Figure 6: New engineered synthetic D2-Cup1 Flagellin.

At the same time we had the idea to make a Hag-D2-Strep construct which would give us flexibility by coupling high value applicable proteins to streptavidin and further on build an extracellular complex of Flagellin with chimeric streptavidin protein (for further information see the CancerSURF project).

The Hag-D2-Cup1 and Hag-D2-Strep were integrated into B. subtilis via homologous recombination by using again our modular pMAD system. Again motility assays were performed and these show similar results for Hag-Cup1 and Hag-D2-Cup1 though to our surprise the Hag-D2-Strep is wild type like in this assay (Figure 7).

Figure 7: Motility assays of the Hag-D2-Cup1 and the Hag-D2-Strep.

This leads us to the question why does one construct show a wild type like phenotype but the other not. Therefore, we visualized the flagella by using uranylacetate negative stained electron microscopy (Figure 8). To our surprise we could show that the Hag-D2-Cup1 strain is able to build filaments though they look different to the wild type. They are much shorter and inflexible which might be the reason why we observed fragmented filaments. Astonishingly the Hag-D2-Strep filaments look like wild type filaments. Although we observed less filaments they seem to be functional. What might be the difference between Hag-D2-Cup1 and Hag-D2-Strep is part of further investigations.

Figure 8: Uranylacetate negative stained electron microscopy of B. subtilis (A) and engineered strains (B).

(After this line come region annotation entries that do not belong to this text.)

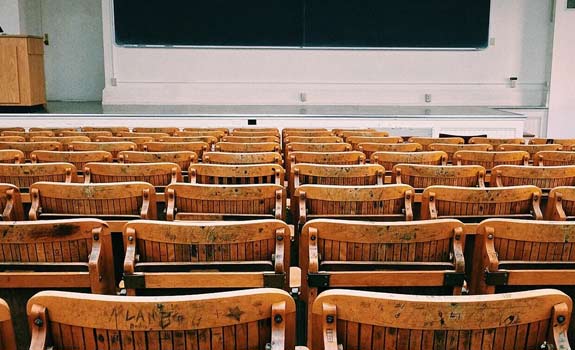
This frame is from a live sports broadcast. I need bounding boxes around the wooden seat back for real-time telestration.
[215,142,280,153]
[118,151,198,171]
[429,143,493,163]
[0,142,62,160]
[143,142,210,160]
[490,165,575,190]
[0,183,24,221]
[533,151,575,166]
[421,186,543,222]
[0,149,24,164]
[391,164,485,189]
[68,141,138,159]
[453,151,529,172]
[124,220,290,295]
[545,186,575,221]
[30,151,113,171]
[311,289,572,350]
[294,185,414,226]
[189,164,285,186]
[28,288,295,350]
[407,136,465,151]
[165,183,286,221]
[84,163,183,187]
[28,182,157,221]
[203,152,283,165]
[370,151,447,170]
[0,163,78,191]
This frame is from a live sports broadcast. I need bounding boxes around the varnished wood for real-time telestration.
[28,288,295,350]
[203,152,283,165]
[421,186,543,222]
[165,183,286,221]
[311,290,572,350]
[391,164,485,189]
[29,182,157,220]
[490,165,575,190]
[0,163,78,191]
[124,220,290,295]
[453,151,529,172]
[189,164,285,186]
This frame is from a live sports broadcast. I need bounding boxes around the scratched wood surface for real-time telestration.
[84,162,183,187]
[68,141,138,159]
[312,289,572,350]
[28,288,295,350]
[188,164,285,186]
[124,220,290,295]
[0,163,78,190]
[490,165,575,190]
[30,151,114,171]
[391,164,485,189]
[0,149,24,164]
[545,186,575,221]
[453,151,530,172]
[29,182,157,220]
[203,152,283,165]
[165,183,286,221]
[421,186,543,222]
[118,151,198,171]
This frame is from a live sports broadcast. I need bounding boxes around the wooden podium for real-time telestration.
[0,35,46,107]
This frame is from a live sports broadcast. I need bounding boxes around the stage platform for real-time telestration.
[0,102,526,138]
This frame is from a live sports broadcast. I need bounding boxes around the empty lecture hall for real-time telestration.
[0,0,575,350]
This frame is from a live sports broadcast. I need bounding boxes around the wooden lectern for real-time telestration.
[0,35,46,107]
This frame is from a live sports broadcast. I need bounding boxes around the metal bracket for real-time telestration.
[307,273,329,288]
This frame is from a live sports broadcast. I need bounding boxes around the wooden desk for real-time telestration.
[0,35,46,107]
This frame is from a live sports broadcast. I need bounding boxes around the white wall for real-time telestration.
[0,0,20,34]
[101,0,552,106]
[548,0,575,138]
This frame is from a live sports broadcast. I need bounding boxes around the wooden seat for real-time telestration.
[142,142,210,160]
[84,163,183,188]
[545,186,575,221]
[68,142,138,159]
[215,142,280,153]
[0,163,78,192]
[222,136,280,143]
[294,185,414,227]
[203,152,283,165]
[31,151,113,171]
[165,183,286,221]
[189,164,285,186]
[0,142,62,163]
[370,151,447,170]
[124,220,291,295]
[497,144,563,158]
[58,131,114,140]
[0,183,24,221]
[0,299,17,350]
[118,151,198,172]
[0,149,24,164]
[490,165,575,190]
[428,143,493,163]
[533,151,575,166]
[469,137,525,150]
[407,136,465,151]
[299,219,465,344]
[421,186,543,222]
[28,288,295,350]
[391,164,485,190]
[453,151,529,172]
[29,182,157,221]
[311,289,572,350]
[96,136,154,151]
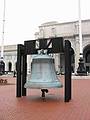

The successful engineering of the Hag-D2-Strep Flagellin is the corner stone for the success story of our CancerSURF project. In further investigations we plan to couple Cup1-Streptavidin to harvested Hag-D2-Strep filaments for our SilverSURF – this would directly optimize our approach for pollution reduction. Beyond that there is no need to use the GMO outside the laboratory. The recombinant proteins could be used directly so that there are no emerging safety concerns. Also the higher level of modularity allows us to couple every imaginable high value applicable protein to our filaments. There is no reason to use only one protein, we also plan to use different proteins coupled to streptavidin and bring them into close proximity by using the filaments as a scaffold for molecular crowding. There are unlimited high valuable applications for such a system to solve all kinds of challenges the humanity is faced with.


Altegoer, Florian; Schuhmacher, Jan; Pausch, Patrick; Bange, Gert (2014): From molecular evolution to biobricks and synthetic modules: a lesson by the bacterial flagellum. In: Biotechnology and Genetic Engineering Reviews 30 (1), S. 49–64. DOI: 10.1080/02648725.2014.921500.

Arnaud, Maryvonne; Chastanet, Arnaud; Débarbouillé, Michel (2004): New vector for efficient allelic replacement in naturally nontransformable, low-GC-content, gram-positive bacteria. In: Appl. Environ. Microbiol. 70 (11), S. 6887–6891. DOI: 10.1128/AEM.70.11.6887-6891.2004.

Moore, Charles M.; Gaballa, Ahmed; Hui, Monica; Ye, Rick W.; Helmann, John D. (2005): Genetic and physiological responses of Bacillus subtilis to metal ion stress. In: Molecular Microbiology 57 (1), S. 27–40, zuletzt geprüft am 16.10.2014.

Yonekura, Koji; Maki-Yonekura, Saori; Namba, Keiichi (2003): Complete atomic model of the bacterial flagellar filament by electron cryomicroscopy. In: Nature 424 (6949), S. 643–650. DOI: 10.1038/nature01830.